Questions come up across many areas of application. Will police use of facial recognition technology be accurate and fair? Do we want to have our movements monitored by the authorities? Will driverless vehicles behave safely and responsibly? Will they use collected information about traffic and journeys to promote safe transport or will there be manipulative advertising and unwarranted surveillance? More widely, will AI lead to job losses on a massive scale, with a few savvy entrepreneurs reaping the rewards of a shift to an automated work force? Will deepfakes circulating online make it impossible for us to believe what we see and hear? These are just some of the problems that trouble both governments and commentators, and increasingly, those in the tech industry too.

Many are now calling for a coordinated international response to these questions. Regulation of AI was a hot topic at this year’s World Economic Forum meeting. Google and Alphabet CEO, Sundar Pichai, spoke on the need for a common regulatory framework for AI. He called for a global approach and praised EU efforts to engage in detail with the technology.
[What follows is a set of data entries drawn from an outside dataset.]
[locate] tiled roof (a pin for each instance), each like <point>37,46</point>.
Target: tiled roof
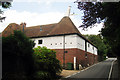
<point>65,26</point>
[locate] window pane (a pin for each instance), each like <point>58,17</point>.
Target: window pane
<point>39,41</point>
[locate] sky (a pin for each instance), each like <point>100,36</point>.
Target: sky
<point>39,12</point>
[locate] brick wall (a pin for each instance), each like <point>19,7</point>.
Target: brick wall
<point>79,54</point>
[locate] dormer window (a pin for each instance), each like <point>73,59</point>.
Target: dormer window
<point>88,45</point>
<point>40,41</point>
<point>40,28</point>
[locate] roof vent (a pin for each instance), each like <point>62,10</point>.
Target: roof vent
<point>40,28</point>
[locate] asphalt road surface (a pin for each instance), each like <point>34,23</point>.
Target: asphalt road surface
<point>99,71</point>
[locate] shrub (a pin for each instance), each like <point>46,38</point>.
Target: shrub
<point>47,66</point>
<point>17,58</point>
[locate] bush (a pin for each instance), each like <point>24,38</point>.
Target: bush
<point>17,58</point>
<point>47,66</point>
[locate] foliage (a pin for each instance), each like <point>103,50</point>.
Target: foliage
<point>47,66</point>
<point>4,5</point>
<point>99,43</point>
<point>17,59</point>
<point>109,14</point>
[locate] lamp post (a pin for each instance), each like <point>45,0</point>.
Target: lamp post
<point>63,51</point>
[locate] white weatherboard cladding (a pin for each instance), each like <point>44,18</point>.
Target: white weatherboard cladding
<point>56,42</point>
<point>80,43</point>
<point>95,51</point>
<point>89,48</point>
<point>71,41</point>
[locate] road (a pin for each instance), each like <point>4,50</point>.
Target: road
<point>99,71</point>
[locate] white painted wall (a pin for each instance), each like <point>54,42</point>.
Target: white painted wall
<point>56,42</point>
<point>80,43</point>
<point>71,41</point>
<point>95,51</point>
<point>91,49</point>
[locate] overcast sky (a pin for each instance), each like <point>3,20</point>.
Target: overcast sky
<point>38,12</point>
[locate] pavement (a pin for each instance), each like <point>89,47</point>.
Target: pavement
<point>105,70</point>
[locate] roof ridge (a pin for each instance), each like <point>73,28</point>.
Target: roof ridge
<point>44,25</point>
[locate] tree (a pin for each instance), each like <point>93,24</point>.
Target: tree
<point>17,57</point>
<point>4,5</point>
<point>109,13</point>
<point>47,66</point>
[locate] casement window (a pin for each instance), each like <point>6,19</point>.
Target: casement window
<point>88,45</point>
<point>40,41</point>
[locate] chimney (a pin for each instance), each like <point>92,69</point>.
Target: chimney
<point>40,28</point>
<point>23,25</point>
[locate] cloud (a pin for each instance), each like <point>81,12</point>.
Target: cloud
<point>41,1</point>
<point>31,19</point>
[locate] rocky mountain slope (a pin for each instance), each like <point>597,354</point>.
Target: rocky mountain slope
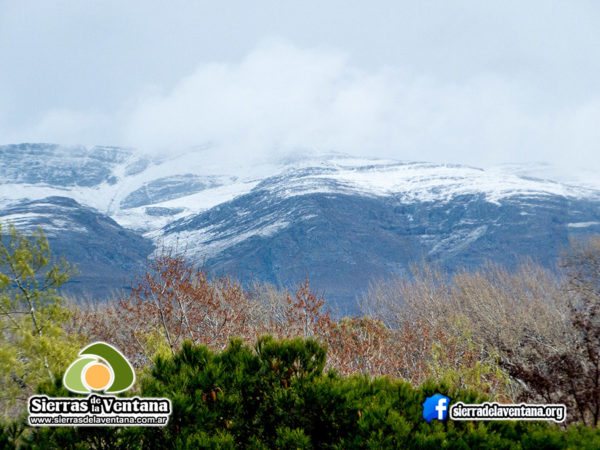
<point>338,220</point>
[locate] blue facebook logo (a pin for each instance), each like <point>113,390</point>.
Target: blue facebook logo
<point>436,407</point>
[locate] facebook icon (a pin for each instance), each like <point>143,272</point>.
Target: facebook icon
<point>436,407</point>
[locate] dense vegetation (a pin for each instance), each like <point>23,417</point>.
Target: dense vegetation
<point>318,382</point>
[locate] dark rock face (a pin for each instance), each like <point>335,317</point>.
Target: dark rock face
<point>168,188</point>
<point>317,221</point>
<point>107,256</point>
<point>342,242</point>
<point>59,166</point>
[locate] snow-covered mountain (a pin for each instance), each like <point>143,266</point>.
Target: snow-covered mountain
<point>339,220</point>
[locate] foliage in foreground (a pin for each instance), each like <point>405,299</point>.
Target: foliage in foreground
<point>33,345</point>
<point>277,395</point>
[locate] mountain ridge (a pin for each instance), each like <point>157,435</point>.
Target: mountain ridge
<point>284,221</point>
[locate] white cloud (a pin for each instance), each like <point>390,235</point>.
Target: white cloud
<point>284,99</point>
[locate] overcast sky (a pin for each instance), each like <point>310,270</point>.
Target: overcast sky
<point>475,82</point>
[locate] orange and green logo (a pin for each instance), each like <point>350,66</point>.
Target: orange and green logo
<point>99,368</point>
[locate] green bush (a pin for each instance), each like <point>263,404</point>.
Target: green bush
<point>277,396</point>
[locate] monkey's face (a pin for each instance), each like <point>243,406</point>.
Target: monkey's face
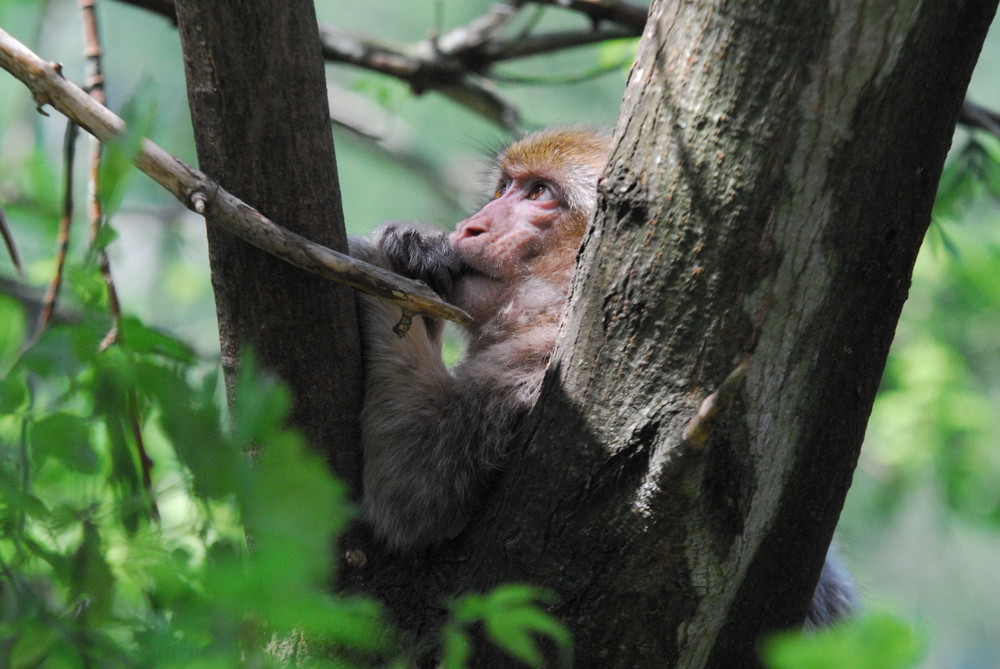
<point>519,224</point>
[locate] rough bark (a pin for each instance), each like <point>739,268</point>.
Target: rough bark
<point>279,157</point>
<point>776,168</point>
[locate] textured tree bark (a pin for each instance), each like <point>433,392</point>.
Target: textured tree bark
<point>776,167</point>
<point>258,101</point>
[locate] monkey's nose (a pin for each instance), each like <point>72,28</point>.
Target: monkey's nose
<point>468,228</point>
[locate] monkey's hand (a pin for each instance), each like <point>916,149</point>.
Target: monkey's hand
<point>420,254</point>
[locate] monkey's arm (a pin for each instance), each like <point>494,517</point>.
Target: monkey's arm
<point>431,439</point>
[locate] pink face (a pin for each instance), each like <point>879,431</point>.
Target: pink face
<point>499,241</point>
<point>514,227</point>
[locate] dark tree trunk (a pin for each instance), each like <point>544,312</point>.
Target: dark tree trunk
<point>776,168</point>
<point>258,102</point>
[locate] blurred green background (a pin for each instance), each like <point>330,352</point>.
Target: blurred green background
<point>921,529</point>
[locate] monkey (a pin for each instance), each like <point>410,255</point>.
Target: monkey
<point>433,438</point>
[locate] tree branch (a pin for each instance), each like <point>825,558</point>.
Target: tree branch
<point>456,64</point>
<point>974,116</point>
<point>199,193</point>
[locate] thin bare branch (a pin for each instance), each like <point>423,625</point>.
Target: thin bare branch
<point>8,241</point>
<point>624,14</point>
<point>65,222</point>
<point>200,193</point>
<point>974,116</point>
<point>454,64</point>
<point>93,52</point>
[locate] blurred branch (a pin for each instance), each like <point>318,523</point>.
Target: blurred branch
<point>391,136</point>
<point>974,116</point>
<point>200,193</point>
<point>457,64</point>
<point>8,241</point>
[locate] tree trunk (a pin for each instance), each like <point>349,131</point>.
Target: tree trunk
<point>776,167</point>
<point>258,102</point>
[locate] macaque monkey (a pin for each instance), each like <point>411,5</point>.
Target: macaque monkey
<point>433,438</point>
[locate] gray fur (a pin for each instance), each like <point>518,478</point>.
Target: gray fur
<point>432,438</point>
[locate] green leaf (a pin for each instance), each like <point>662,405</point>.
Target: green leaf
<point>13,394</point>
<point>13,329</point>
<point>873,641</point>
<point>65,437</point>
<point>513,620</point>
<point>457,647</point>
<point>141,339</point>
<point>91,579</point>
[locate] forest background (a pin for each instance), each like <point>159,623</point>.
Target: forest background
<point>921,528</point>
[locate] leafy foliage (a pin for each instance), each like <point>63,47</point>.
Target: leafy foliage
<point>512,619</point>
<point>872,641</point>
<point>89,575</point>
<point>89,578</point>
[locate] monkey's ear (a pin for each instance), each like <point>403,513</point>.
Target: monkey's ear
<point>421,254</point>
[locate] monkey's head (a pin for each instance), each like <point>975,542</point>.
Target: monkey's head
<point>545,190</point>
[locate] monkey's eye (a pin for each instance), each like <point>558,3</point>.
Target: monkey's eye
<point>540,191</point>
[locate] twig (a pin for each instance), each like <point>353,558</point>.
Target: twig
<point>65,223</point>
<point>974,116</point>
<point>8,241</point>
<point>95,86</point>
<point>454,64</point>
<point>201,194</point>
<point>93,52</point>
<point>715,406</point>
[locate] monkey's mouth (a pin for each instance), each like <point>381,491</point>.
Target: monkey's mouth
<point>471,271</point>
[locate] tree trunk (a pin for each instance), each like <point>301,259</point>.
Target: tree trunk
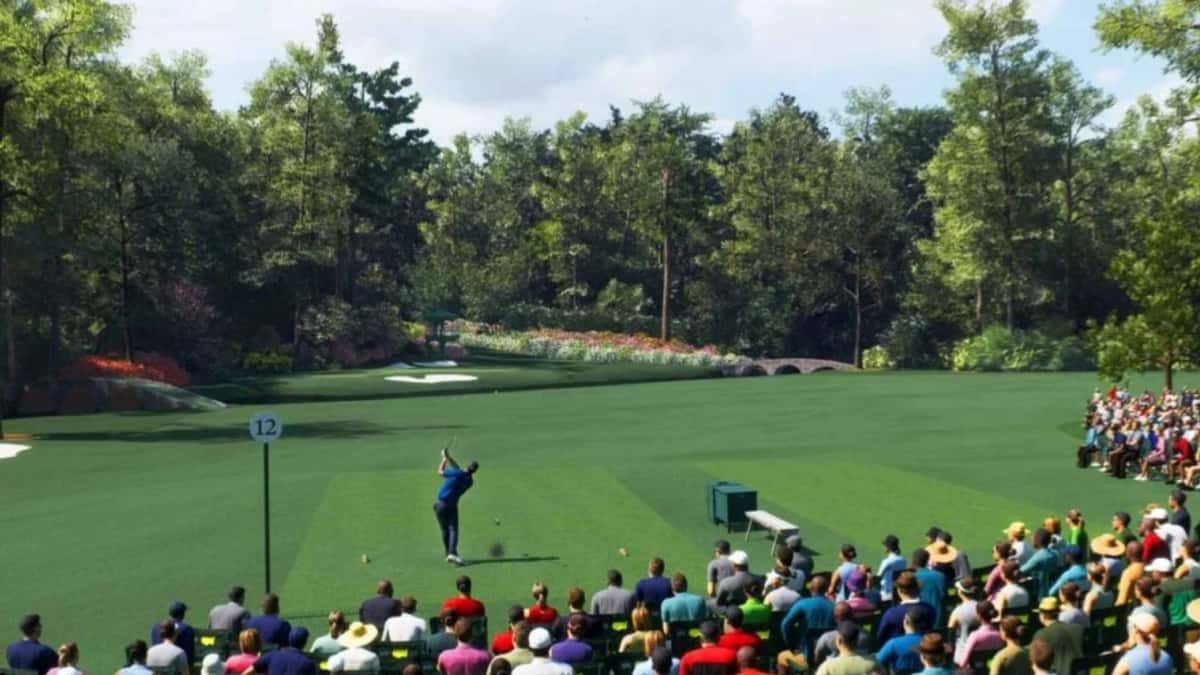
<point>665,329</point>
<point>126,323</point>
<point>979,305</point>
<point>858,317</point>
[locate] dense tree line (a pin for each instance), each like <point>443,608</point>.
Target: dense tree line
<point>133,216</point>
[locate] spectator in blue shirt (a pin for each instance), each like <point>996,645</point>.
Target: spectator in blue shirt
<point>455,483</point>
<point>185,637</point>
<point>683,605</point>
<point>29,653</point>
<point>892,622</point>
<point>655,587</point>
<point>1044,562</point>
<point>814,611</point>
<point>287,661</point>
<point>893,563</point>
<point>270,627</point>
<point>1075,571</point>
<point>933,584</point>
<point>900,652</point>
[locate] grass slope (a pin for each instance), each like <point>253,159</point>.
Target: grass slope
<point>108,518</point>
<point>495,371</point>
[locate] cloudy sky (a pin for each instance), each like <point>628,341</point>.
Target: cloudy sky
<point>477,61</point>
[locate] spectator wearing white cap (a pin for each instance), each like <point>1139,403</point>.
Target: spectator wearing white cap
<point>1146,657</point>
<point>355,657</point>
<point>732,590</point>
<point>539,644</point>
<point>780,597</point>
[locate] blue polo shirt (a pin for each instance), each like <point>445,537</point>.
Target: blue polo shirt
<point>288,661</point>
<point>684,607</point>
<point>817,613</point>
<point>31,655</point>
<point>900,653</point>
<point>455,483</point>
<point>271,628</point>
<point>652,591</point>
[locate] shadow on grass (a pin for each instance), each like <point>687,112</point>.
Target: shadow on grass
<point>208,434</point>
<point>502,560</point>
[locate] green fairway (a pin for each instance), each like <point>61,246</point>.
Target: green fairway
<point>109,518</point>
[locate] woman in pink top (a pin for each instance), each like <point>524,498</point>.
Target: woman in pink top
<point>69,661</point>
<point>1000,553</point>
<point>984,638</point>
<point>251,645</point>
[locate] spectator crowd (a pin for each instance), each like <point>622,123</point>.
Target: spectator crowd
<point>1053,599</point>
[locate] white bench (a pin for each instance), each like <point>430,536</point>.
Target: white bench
<point>772,523</point>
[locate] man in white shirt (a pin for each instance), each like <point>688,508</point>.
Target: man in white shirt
<point>539,644</point>
<point>355,657</point>
<point>407,627</point>
<point>1171,533</point>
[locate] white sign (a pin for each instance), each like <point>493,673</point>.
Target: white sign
<point>265,426</point>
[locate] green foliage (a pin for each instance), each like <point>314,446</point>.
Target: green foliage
<point>274,362</point>
<point>876,358</point>
<point>997,348</point>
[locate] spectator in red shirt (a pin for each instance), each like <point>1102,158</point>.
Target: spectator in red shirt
<point>736,637</point>
<point>503,641</point>
<point>748,662</point>
<point>1152,545</point>
<point>463,604</point>
<point>541,614</point>
<point>708,658</point>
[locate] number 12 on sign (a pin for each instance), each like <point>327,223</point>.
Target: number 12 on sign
<point>264,428</point>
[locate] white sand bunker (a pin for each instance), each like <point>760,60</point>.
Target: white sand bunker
<point>9,451</point>
<point>432,378</point>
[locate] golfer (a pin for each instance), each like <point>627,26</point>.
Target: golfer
<point>455,483</point>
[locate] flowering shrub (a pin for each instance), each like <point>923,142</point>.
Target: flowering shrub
<point>598,347</point>
<point>145,365</point>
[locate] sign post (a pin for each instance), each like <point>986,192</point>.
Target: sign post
<point>264,428</point>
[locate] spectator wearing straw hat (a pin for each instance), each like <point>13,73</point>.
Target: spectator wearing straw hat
<point>355,657</point>
<point>1021,550</point>
<point>540,641</point>
<point>1065,639</point>
<point>931,651</point>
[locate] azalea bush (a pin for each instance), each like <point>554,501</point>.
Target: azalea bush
<point>594,346</point>
<point>145,365</point>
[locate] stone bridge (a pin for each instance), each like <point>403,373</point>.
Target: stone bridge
<point>784,366</point>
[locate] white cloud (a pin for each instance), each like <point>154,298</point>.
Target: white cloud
<point>477,61</point>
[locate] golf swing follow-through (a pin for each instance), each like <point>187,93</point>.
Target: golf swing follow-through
<point>455,483</point>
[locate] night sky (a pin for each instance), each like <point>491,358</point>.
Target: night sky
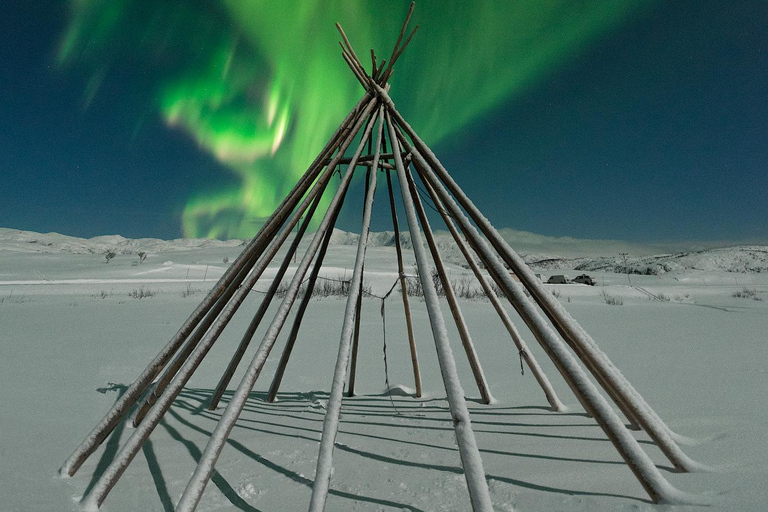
<point>639,121</point>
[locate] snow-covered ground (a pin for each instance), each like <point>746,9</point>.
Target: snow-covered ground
<point>72,336</point>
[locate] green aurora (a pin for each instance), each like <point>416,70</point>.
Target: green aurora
<point>262,85</point>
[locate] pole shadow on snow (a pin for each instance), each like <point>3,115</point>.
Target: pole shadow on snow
<point>290,403</point>
<point>194,401</point>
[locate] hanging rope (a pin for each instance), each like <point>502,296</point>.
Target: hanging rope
<point>384,332</point>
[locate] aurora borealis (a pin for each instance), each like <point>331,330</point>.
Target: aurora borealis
<point>261,86</point>
<point>194,118</point>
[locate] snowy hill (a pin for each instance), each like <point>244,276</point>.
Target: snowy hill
<point>541,252</point>
<point>76,331</point>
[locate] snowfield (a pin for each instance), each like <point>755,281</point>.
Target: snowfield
<point>75,331</point>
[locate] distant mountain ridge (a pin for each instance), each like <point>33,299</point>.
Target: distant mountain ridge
<point>539,251</point>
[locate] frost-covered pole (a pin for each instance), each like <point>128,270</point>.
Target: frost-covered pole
<point>465,437</point>
<point>142,432</point>
<point>196,486</point>
<point>359,304</point>
<point>170,372</point>
<point>657,487</point>
<point>404,291</point>
<point>530,360</point>
<point>123,404</point>
<point>585,348</point>
<point>450,296</point>
<point>331,422</point>
<point>262,310</point>
<point>289,344</point>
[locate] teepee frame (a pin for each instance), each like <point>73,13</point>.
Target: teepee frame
<point>377,121</point>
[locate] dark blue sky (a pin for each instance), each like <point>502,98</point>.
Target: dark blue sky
<point>658,131</point>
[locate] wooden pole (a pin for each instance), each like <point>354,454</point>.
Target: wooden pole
<point>159,386</point>
<point>202,474</point>
<point>453,304</point>
<point>522,348</point>
<point>399,39</point>
<point>657,487</point>
<point>266,301</point>
<point>359,305</point>
<point>128,451</point>
<point>404,291</point>
<point>121,407</point>
<point>288,349</point>
<point>465,437</point>
<point>585,348</point>
<point>333,411</point>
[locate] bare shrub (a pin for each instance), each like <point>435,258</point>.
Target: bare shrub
<point>467,288</point>
<point>324,287</point>
<point>611,300</point>
<point>189,291</point>
<point>14,299</point>
<point>142,293</point>
<point>746,293</point>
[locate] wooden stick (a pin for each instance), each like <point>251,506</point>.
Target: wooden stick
<point>358,306</point>
<point>582,344</point>
<point>133,444</point>
<point>288,349</point>
<point>522,348</point>
<point>381,70</point>
<point>266,301</point>
<point>453,304</point>
<point>374,71</point>
<point>404,291</point>
<point>399,37</point>
<point>351,65</point>
<point>333,411</point>
<point>391,69</point>
<point>465,437</point>
<point>658,488</point>
<point>353,55</point>
<point>159,386</point>
<point>121,407</point>
<point>202,474</point>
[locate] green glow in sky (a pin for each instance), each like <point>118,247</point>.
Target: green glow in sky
<point>261,85</point>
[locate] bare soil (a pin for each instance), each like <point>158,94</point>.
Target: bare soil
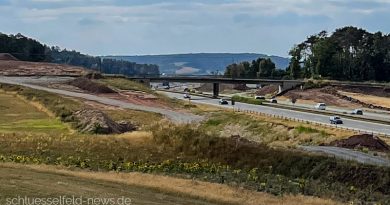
<point>208,87</point>
<point>90,86</point>
<point>7,57</point>
<point>376,91</point>
<point>268,90</point>
<point>318,95</point>
<point>364,140</point>
<point>14,67</point>
<point>95,121</point>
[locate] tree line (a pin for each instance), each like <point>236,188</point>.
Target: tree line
<point>349,53</point>
<point>260,68</point>
<point>28,49</point>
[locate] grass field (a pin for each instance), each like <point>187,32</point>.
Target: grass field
<point>20,116</point>
<point>371,99</point>
<point>124,84</point>
<point>273,132</point>
<point>50,181</point>
<point>198,152</point>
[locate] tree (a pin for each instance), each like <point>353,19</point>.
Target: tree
<point>349,53</point>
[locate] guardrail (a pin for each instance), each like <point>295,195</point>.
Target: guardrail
<point>324,112</point>
<point>357,131</point>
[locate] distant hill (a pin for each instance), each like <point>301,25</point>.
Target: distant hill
<point>199,63</point>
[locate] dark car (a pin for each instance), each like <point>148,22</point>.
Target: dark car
<point>357,112</point>
<point>223,102</point>
<point>335,120</point>
<point>273,100</point>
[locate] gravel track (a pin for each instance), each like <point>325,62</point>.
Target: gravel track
<point>349,154</point>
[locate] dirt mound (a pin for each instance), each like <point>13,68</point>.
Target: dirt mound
<point>333,91</point>
<point>364,140</point>
<point>241,87</point>
<point>208,87</point>
<point>95,121</point>
<point>7,57</point>
<point>318,95</point>
<point>91,86</point>
<point>269,89</point>
<point>15,67</point>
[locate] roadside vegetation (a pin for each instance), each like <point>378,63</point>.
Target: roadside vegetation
<point>189,152</point>
<point>125,84</point>
<point>229,148</point>
<point>269,131</point>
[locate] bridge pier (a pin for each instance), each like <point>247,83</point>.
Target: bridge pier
<point>215,90</point>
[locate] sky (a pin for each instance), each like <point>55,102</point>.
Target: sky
<point>135,27</point>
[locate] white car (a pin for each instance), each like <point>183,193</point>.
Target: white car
<point>320,106</point>
<point>259,97</point>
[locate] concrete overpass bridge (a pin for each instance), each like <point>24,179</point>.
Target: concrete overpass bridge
<point>283,84</point>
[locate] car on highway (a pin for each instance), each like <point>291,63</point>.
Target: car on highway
<point>320,106</point>
<point>273,100</point>
<point>259,97</point>
<point>223,102</point>
<point>335,120</point>
<point>357,112</point>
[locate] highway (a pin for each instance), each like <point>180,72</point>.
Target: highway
<point>319,118</point>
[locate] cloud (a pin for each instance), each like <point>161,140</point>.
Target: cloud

Is self-regulation the right approach?

For some, the best approach towards promoting safe and responsible AI is self-regulation. Organisations like the Partnership on AI have developed their own approach to implementing ethical principles in AI development. With over 100 partners from across industry and civil society, the Partnership on AI seeks to ensure that AI technologies are fair, safe, just, and inclusive.  

In China, the 2019 Beijing AI Principles, released by a multi-stakeholder coalition involving major players like Baidu and Tencent, call for “the construction of a human community with a shared future, and the realization of beneficial AI for humankind and nature”.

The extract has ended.